They create a repository of meta data by "crawling" a file system or reading a data stream and capturing the file attributes and/or the content of each file. They don't actually store the file in the repository, but instead store the data as individual attributes or entire full-text indexes. The initial process for all but two of the tools described in this article is fairly slow (they may have to read millions of documents); however, after the initial crawl, they all have the ability to do incremental crawls on a periodic basis, which run faster with less impact on the file system. The repositories are then searched to produce reports or take actions on the file. In general, the size of a repository will run from 3% to 15% of the total amount of storage being classified, depending on the type of files and the amount of data kept in the repository (file attributes, specific patterns or full text).

Refining reports
While all the products described in this article provide canned reports, data classification exercises often produce reports that have thousands, or even millions, of lines that may need further refinement and data manipulation to be useful for your data management tasks. To better understand and analyze a report's trends, you'll probably need to consolidate, filter and manipulate the report's data.

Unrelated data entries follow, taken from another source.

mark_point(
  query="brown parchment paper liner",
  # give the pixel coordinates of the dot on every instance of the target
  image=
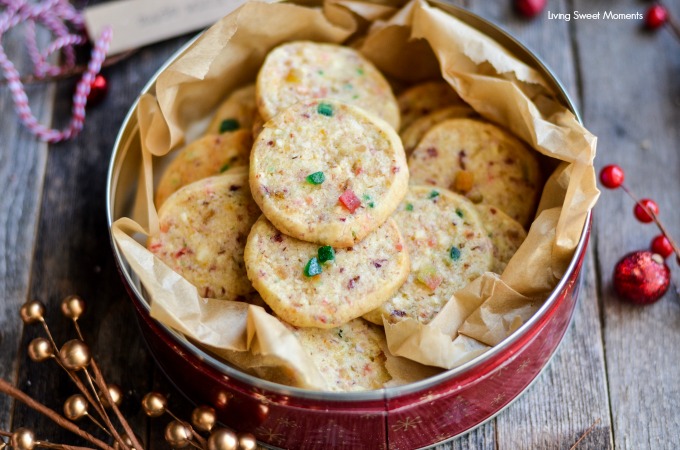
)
(412, 43)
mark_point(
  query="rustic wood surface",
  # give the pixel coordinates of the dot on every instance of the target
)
(614, 377)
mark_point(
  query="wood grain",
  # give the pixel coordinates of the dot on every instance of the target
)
(22, 166)
(631, 95)
(73, 255)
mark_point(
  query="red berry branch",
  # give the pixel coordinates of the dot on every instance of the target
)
(642, 277)
(657, 16)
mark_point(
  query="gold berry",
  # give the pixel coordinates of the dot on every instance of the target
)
(154, 404)
(73, 307)
(40, 349)
(116, 395)
(203, 418)
(75, 407)
(32, 312)
(126, 439)
(223, 439)
(246, 441)
(23, 439)
(75, 355)
(177, 434)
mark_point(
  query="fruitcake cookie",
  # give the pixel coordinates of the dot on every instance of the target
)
(236, 112)
(505, 233)
(481, 161)
(422, 99)
(448, 248)
(411, 135)
(349, 357)
(327, 172)
(207, 156)
(308, 285)
(304, 70)
(203, 231)
(258, 125)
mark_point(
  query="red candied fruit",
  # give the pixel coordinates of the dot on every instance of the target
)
(350, 201)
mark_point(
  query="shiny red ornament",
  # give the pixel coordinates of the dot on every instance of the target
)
(656, 17)
(98, 90)
(612, 176)
(641, 213)
(530, 8)
(662, 246)
(641, 277)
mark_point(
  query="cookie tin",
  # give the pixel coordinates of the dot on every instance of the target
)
(412, 416)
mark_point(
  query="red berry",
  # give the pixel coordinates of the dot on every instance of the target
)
(641, 277)
(98, 90)
(530, 8)
(656, 17)
(662, 246)
(641, 213)
(612, 176)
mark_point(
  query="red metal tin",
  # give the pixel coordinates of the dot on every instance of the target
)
(412, 416)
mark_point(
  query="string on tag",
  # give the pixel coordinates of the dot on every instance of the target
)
(66, 25)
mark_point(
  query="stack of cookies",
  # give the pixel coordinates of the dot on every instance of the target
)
(299, 197)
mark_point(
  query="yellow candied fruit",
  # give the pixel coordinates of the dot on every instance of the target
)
(294, 76)
(464, 182)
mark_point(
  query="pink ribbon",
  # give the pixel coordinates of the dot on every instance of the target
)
(59, 17)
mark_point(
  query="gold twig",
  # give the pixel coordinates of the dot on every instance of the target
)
(101, 382)
(586, 433)
(102, 411)
(96, 422)
(8, 389)
(196, 436)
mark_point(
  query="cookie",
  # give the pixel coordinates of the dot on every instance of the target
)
(423, 99)
(207, 156)
(349, 357)
(236, 112)
(481, 161)
(258, 125)
(327, 172)
(505, 233)
(303, 70)
(203, 232)
(411, 135)
(448, 248)
(311, 286)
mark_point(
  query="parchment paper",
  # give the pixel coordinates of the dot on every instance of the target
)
(412, 43)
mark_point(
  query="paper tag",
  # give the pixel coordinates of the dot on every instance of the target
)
(136, 23)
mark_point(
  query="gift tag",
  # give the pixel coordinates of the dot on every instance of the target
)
(136, 23)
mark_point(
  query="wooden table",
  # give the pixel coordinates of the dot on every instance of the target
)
(616, 373)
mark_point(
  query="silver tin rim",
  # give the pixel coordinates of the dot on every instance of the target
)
(471, 19)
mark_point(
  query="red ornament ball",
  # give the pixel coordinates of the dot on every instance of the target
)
(662, 246)
(612, 176)
(530, 8)
(641, 277)
(98, 90)
(656, 17)
(641, 213)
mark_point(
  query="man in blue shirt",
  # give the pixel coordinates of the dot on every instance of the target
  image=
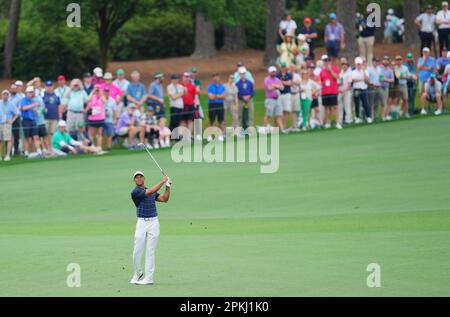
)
(8, 114)
(147, 227)
(246, 92)
(28, 107)
(216, 97)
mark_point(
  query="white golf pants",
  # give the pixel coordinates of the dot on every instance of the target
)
(145, 239)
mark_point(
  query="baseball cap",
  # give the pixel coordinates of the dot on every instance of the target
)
(138, 173)
(108, 76)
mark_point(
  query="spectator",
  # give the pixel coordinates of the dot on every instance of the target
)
(426, 22)
(8, 114)
(96, 115)
(425, 65)
(136, 92)
(232, 101)
(345, 92)
(287, 26)
(15, 97)
(246, 93)
(88, 85)
(443, 22)
(386, 80)
(188, 102)
(273, 86)
(155, 94)
(329, 77)
(63, 144)
(375, 95)
(285, 98)
(334, 37)
(98, 77)
(248, 74)
(110, 118)
(51, 102)
(310, 89)
(412, 82)
(28, 106)
(127, 126)
(366, 39)
(432, 94)
(360, 79)
(287, 51)
(175, 92)
(76, 99)
(402, 73)
(216, 97)
(311, 36)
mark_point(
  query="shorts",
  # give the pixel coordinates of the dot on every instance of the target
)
(30, 129)
(108, 128)
(51, 126)
(5, 132)
(285, 101)
(295, 102)
(273, 107)
(216, 111)
(329, 100)
(42, 131)
(188, 113)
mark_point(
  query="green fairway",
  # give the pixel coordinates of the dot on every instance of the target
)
(340, 201)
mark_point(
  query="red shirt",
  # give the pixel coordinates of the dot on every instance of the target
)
(189, 97)
(330, 85)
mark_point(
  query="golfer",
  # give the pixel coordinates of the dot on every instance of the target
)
(147, 227)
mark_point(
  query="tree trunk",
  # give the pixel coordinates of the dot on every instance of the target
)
(205, 44)
(11, 37)
(411, 10)
(235, 38)
(346, 12)
(276, 9)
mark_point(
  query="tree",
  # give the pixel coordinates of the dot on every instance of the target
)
(11, 37)
(276, 9)
(346, 12)
(411, 9)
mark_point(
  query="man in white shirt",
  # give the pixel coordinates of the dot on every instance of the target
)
(443, 22)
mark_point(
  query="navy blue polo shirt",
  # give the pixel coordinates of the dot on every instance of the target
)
(145, 205)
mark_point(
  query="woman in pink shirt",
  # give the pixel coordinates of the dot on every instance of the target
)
(329, 77)
(96, 115)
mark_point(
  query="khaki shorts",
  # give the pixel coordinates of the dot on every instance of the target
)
(295, 102)
(51, 126)
(5, 132)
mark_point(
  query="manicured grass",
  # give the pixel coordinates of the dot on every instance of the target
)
(341, 200)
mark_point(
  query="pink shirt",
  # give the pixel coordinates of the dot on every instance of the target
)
(271, 81)
(98, 108)
(329, 83)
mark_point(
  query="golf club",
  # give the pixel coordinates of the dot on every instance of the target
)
(141, 145)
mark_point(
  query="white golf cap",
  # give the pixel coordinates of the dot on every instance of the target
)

In most cases, using a relational database is the best method for analyzing and reporting the data. Even if your information and classification management (ICM) product creates reports, the size of the data set or limitations of the report generator will often require summarizing or filtering the data for decision making. Most of the tools don't allow much flexibility in output (graphs, tables, etc.). Spreadsheets can be appropriate for small datasets or for creating specific reports, but databases are generally the best repositories because of their ability to filter and sort data based on specific queries and extracts. All of the ICM products described in this article can output their data in either comma-separated values (CSV) or XML formats, which can easily be imported into databases or spreadsheets.

Reporting on classification
Some offerings have canned reports for file aging, file type, file ownership and so on, with detailed and summary levels, and the ability to chart and graph data (see "Refining reports," at right). Most have graphical report engines that allow you to design custom reports by clicking on search patterns or entering regular/Boolean expressions as you would do with an Internet search engine. Some ICM tools go beyond basic classification and search capabilities and can manage, archive, retain, deduplicate or delete data; the long-term roadmaps of all ICM products include plans to introduce new features in this area. Most of the tools come from small independent vendors, although a few have established strong OEM partnerships or are looking to do so.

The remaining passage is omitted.